Since architects began to flirt with computers in the 1960s, debates about the role of computation in architecture have often been framed antagonistically – as arenas for technophobes and technophiles to clash, each staking a claim on the unique value, or promise, of their respective practices. This dichotomy is tempting. On the one hand, images of automated design systems – offering creative freedom, managerial efficiency, or ‘personalized’ design solutions – abound in architecture’s six-decades romance with computation. Seductive and often reductive, these images outlined the contours of a computationally augmented practice of architecture, and captured the imagination of many architects in academia and industry, effectively ushering an entire academic sub-field.
Fig. 1: A reconstruction of Ivan Sutherland’s 1964 “Sketchpad” system, the first interactive graphics system, sits alongside Blooms Day, a 1969 generative painting by George Stiny, in Designing the Computational Image, Imagining Computational Design, an exhibition curated by Daniel Cardoso Llach in 2017 at the Miller Gallery, Pittsburgh.
Computers were greeted more cautiously, on the other hand, by those architects who saw them either as means of producing ineffective simulacra, or as a dangerously transformative force in architecture. For some in this group, computer screens simply failed to approximate the plasticity of sketches drawn by hand, or the tactility of a physical model; for others – aware of the social and organizational tensions introduced by technologies – computers conjured (not entirely unjustified) pre-industrial fears of automation, de-skilling and alienation.

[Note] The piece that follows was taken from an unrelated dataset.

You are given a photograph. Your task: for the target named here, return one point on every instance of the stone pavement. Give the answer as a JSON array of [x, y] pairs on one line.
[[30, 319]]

A sort of bargain was thus struck across these seemingly distant intellectual territories: the idea that the computer is ‘just another tool’ that architects can utilize in their design process – another paintbrush or easel in the architect’s atelier. Frequently deployed in studio reviews, ‘think pieces’ and course syllabi, this concept has become part of many architects’ conventional wisdom, configuring a comfortable middle ground where computational ideas and techniques can co-exist with (albeit at a safe distance from) architecture’s hard core.